I acknowledge John LeCarre as the gold standard for a generation of spy novelists, but Joseph Kanon has a warmer heart. Forgive the comparison to begin here – it helps me understand my reaction to a really great book.
I can laugh at LeCarre’s witty, sardonic irony and enjoy his beautiful writing till I get to the end of the story - which usually leaves me frustrated, if not angry. Why? No moral resolution. Just cold, cynical ambiguity reflecting the heartless world of real politik and its actors - politicians, bureaucrats, spooks – which LeCarre builds his masterful work around.

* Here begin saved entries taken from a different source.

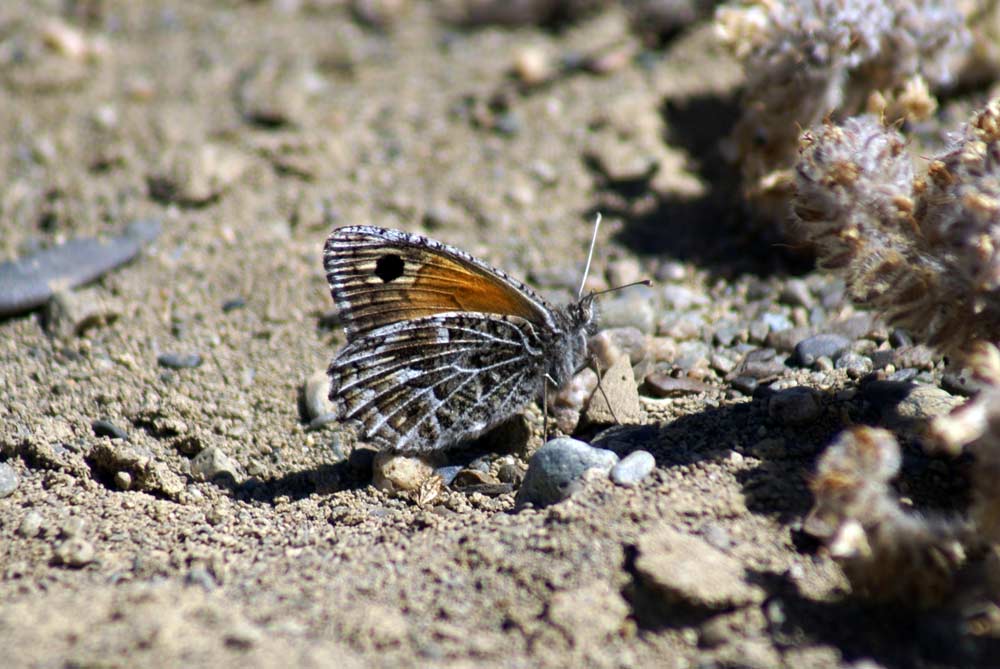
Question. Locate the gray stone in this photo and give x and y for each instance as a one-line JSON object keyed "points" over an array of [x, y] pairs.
{"points": [[776, 322], [316, 396], [683, 567], [830, 345], [855, 365], [9, 480], [30, 525], [556, 469], [633, 468], [794, 406], [196, 174], [75, 552], [796, 293]]}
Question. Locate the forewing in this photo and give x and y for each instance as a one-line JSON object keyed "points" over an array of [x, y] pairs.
{"points": [[379, 276], [430, 382]]}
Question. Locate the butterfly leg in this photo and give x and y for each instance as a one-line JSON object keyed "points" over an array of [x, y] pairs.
{"points": [[546, 380]]}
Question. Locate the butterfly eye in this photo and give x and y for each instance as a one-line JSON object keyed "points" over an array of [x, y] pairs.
{"points": [[389, 267]]}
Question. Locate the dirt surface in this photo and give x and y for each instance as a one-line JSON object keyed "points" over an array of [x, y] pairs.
{"points": [[249, 129]]}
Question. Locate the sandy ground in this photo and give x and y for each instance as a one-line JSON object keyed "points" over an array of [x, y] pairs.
{"points": [[249, 129]]}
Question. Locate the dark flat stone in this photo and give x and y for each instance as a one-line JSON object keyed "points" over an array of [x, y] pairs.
{"points": [[30, 282]]}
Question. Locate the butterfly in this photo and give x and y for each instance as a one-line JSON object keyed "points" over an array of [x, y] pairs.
{"points": [[441, 346]]}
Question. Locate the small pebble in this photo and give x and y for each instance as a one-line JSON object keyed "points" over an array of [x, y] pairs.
{"points": [[727, 335], [633, 468], [692, 355], [855, 365], [745, 384], [321, 421], [202, 577], [195, 175], [810, 349], [212, 464], [448, 473], [796, 293], [123, 480], [509, 472], [533, 66], [556, 469], [9, 480], [316, 395], [758, 331], [233, 304], [794, 406], [617, 399], [72, 312], [507, 123], [105, 428], [393, 472], [75, 552], [663, 385], [611, 344], [30, 525], [179, 360], [786, 340], [275, 91]]}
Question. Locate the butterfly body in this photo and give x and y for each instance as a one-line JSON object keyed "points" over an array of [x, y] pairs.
{"points": [[440, 346]]}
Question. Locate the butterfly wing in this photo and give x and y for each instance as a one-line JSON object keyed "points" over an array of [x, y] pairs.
{"points": [[379, 276], [426, 383]]}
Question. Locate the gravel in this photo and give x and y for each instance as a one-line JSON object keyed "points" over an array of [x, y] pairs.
{"points": [[556, 469]]}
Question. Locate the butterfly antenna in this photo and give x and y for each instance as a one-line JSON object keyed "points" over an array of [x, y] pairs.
{"points": [[590, 256], [600, 386], [643, 282]]}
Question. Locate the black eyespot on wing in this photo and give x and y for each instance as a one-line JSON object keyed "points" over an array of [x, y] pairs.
{"points": [[389, 267]]}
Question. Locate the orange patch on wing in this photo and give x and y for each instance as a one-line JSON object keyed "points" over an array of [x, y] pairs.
{"points": [[446, 285]]}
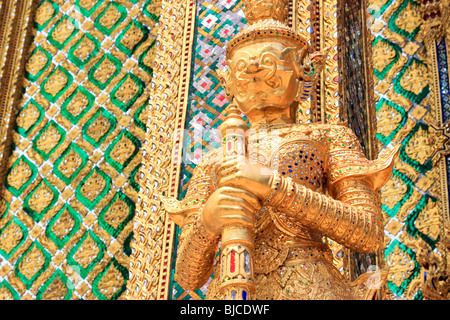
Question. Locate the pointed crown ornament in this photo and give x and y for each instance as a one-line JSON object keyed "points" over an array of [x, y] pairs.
{"points": [[266, 19]]}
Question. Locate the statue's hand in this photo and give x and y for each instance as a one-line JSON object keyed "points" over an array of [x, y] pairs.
{"points": [[255, 178], [229, 206]]}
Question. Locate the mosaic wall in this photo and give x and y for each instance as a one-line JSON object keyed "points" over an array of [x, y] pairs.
{"points": [[70, 191]]}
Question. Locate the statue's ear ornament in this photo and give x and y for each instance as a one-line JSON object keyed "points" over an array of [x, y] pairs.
{"points": [[225, 80], [309, 68]]}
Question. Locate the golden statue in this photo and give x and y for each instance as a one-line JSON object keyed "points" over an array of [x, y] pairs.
{"points": [[271, 196]]}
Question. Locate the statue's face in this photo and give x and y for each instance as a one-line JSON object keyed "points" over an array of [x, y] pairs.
{"points": [[263, 76]]}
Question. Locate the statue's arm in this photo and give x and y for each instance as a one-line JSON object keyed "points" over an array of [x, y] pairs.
{"points": [[353, 218], [197, 248]]}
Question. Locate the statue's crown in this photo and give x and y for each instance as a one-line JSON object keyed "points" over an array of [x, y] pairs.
{"points": [[258, 10], [266, 21]]}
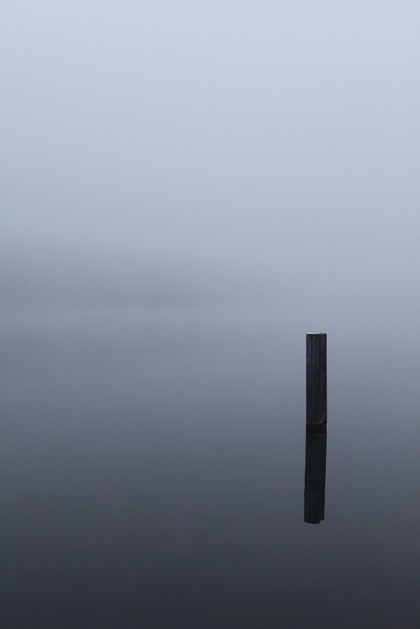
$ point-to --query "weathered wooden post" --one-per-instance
(315, 474)
(316, 380)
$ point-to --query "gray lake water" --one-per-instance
(153, 465)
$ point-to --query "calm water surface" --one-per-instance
(153, 466)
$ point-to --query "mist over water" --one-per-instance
(153, 457)
(187, 189)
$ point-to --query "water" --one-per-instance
(153, 468)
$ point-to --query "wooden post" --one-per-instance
(316, 380)
(315, 473)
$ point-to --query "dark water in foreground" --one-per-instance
(152, 475)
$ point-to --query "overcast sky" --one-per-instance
(273, 132)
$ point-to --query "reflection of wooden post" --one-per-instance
(315, 473)
(316, 379)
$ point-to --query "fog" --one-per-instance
(282, 135)
(186, 189)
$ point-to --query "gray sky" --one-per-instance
(258, 132)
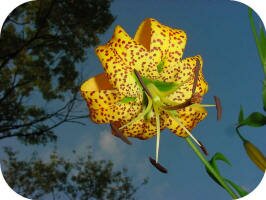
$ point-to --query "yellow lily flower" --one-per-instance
(147, 86)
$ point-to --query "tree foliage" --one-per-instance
(41, 44)
(59, 178)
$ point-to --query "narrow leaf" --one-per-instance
(255, 119)
(217, 156)
(237, 188)
(264, 94)
(221, 157)
(241, 115)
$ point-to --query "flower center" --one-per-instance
(156, 93)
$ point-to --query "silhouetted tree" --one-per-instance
(41, 44)
(59, 178)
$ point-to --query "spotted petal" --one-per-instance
(164, 43)
(184, 72)
(105, 103)
(188, 116)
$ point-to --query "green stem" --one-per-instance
(210, 168)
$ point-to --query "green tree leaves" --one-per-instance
(59, 178)
(41, 45)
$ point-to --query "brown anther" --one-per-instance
(116, 132)
(158, 165)
(179, 106)
(196, 98)
(197, 68)
(218, 107)
(203, 148)
(142, 83)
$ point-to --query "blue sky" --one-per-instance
(220, 32)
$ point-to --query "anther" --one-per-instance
(158, 165)
(142, 83)
(218, 107)
(119, 134)
(203, 148)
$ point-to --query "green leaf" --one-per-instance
(259, 41)
(263, 45)
(264, 95)
(255, 119)
(160, 66)
(241, 115)
(127, 99)
(217, 156)
(162, 86)
(237, 188)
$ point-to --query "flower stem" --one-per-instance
(210, 168)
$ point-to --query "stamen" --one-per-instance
(218, 107)
(119, 134)
(203, 148)
(158, 131)
(187, 131)
(196, 76)
(158, 165)
(141, 115)
(207, 105)
(142, 83)
(179, 106)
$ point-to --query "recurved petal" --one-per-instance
(164, 43)
(185, 73)
(99, 93)
(104, 101)
(119, 74)
(133, 54)
(116, 112)
(142, 129)
(189, 116)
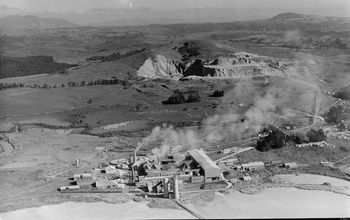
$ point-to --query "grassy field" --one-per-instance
(58, 124)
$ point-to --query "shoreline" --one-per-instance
(253, 190)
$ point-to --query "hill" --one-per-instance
(286, 16)
(18, 22)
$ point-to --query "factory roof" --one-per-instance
(204, 161)
(255, 163)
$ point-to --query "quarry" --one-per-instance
(247, 119)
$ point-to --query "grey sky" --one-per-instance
(84, 5)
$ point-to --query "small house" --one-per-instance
(68, 188)
(106, 184)
(251, 166)
(246, 178)
(291, 165)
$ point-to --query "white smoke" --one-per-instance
(265, 103)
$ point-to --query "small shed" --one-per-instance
(67, 188)
(83, 176)
(251, 166)
(106, 184)
(246, 178)
(291, 165)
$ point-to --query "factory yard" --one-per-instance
(270, 203)
(231, 120)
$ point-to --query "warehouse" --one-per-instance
(251, 166)
(211, 171)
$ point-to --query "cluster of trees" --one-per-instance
(218, 93)
(335, 115)
(274, 140)
(278, 139)
(188, 50)
(343, 93)
(179, 97)
(316, 135)
(10, 85)
(84, 83)
(70, 84)
(115, 56)
(24, 66)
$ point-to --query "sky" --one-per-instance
(62, 6)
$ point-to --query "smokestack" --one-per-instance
(176, 188)
(166, 187)
(134, 157)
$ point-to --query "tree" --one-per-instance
(274, 140)
(218, 93)
(335, 115)
(316, 135)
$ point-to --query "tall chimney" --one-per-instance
(134, 159)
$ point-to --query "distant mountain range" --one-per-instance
(17, 22)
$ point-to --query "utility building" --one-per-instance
(211, 171)
(251, 166)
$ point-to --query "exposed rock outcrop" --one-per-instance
(159, 66)
(238, 65)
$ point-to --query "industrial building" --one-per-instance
(211, 171)
(107, 184)
(291, 165)
(252, 166)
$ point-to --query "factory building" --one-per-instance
(211, 171)
(251, 166)
(291, 165)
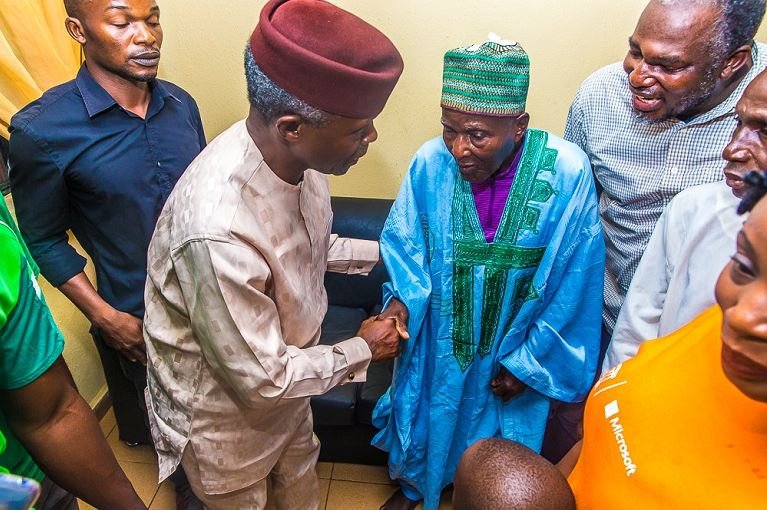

Joseph Kanon does powerful ambiguity as well, make no mistake. And Kanon’s knowledge of the spy ‘trade’ and the political issues informing his stories is just as deep as LeCarre’s. But he’s not afraid to allow some idealistic and/or sentimental coloring in the drawing of his protagonists. When LeCarre injects these elements, it’s usually to highlight naïve blindness, if not foolishness. With Kanon, you hope for his characters in a way you can’t for LeCarre’s. You feel a sympathy for the ones who aren’t strong.
I don’t demand a happy ending; but, always respecting LeCarre, as a story teller, Joseph Kanon knows how to touch my need for hope. End of comparison…
In Leaving Berlin, the bad-guy Russians running the Eastern sectors of the divided city in 1949 are predictably brutish. The more interesting bad guys are the East Germans. They believe in an idea, they want to build a new kind of Germany. They also need to please their Russian masters. They’re stuck. One way or another, Kanon makes us feel for a compelling array of East Germans who can’t see what’s happening to the socialist ideal.
The story centers around Alex Meier, a German-born Jew who escaped the Nazis for America, where he has built a successful career as a writer. But he has run afoul of the McCarthy hearings. To put it right, he makes a devil’s bargain with the CIA. The story begins with Meier’s arrival in Berlin under the pretense of having walked away from a corrupt America. He plays the role of an exiled native son, excited to be “home” to lend his artistic talents in the building of new, Fascist-free German society and culture.
Alex is not the only cultural worker who has left the West and returned to the homeland. Bertold Breht is the most re-known amongst a busy, formerly ex-pat, community of film makers, radio people, actors, painters, architects, literary publishers and other writers. They, more than any of “new Germany” believers, are increasingly shocked and numbed by the Party’s constant quest for “purity” and the paranoid system put in place to achieve it.
As a respected writer, Alex Meier receives a special welcome back, replete with adulation and privileges. But he has come to gather information – anything that might help expose and discredit the real Soviet regime. In this Alex is an amateur, but not for long. The story concerns his quick, dirty education as he enacts a desperate plan to secret some old friends who never left, and himself, back out to the West.
There’s a paradox in Leaving Berlin. The story is mostly people talking - so much dialogue in as characters duck and feint, to gain advantage or keep themselves safe. Yet this is one of the most exciting books I’ve read in a long time. There are action scenes and they are vivid. But it is the never-ending, always suspicious, self-positioning talk that renders the action scenes bang-on.
Before you get to the guts of the story, Kanon brings you in with the most beautiful descriptive writing. I have only read two of his books: one based in Istanbul, and this one based in Berlin. I admire his ability to bring a place – and a time – to life.
5 stars. At school we learned about Edger Allan Poe’s theories and rules for literary impact: the right words, at the right rhythm, in the right place. Poe’s rules are timeless. For impact, Leaving Berlin is almost perfect.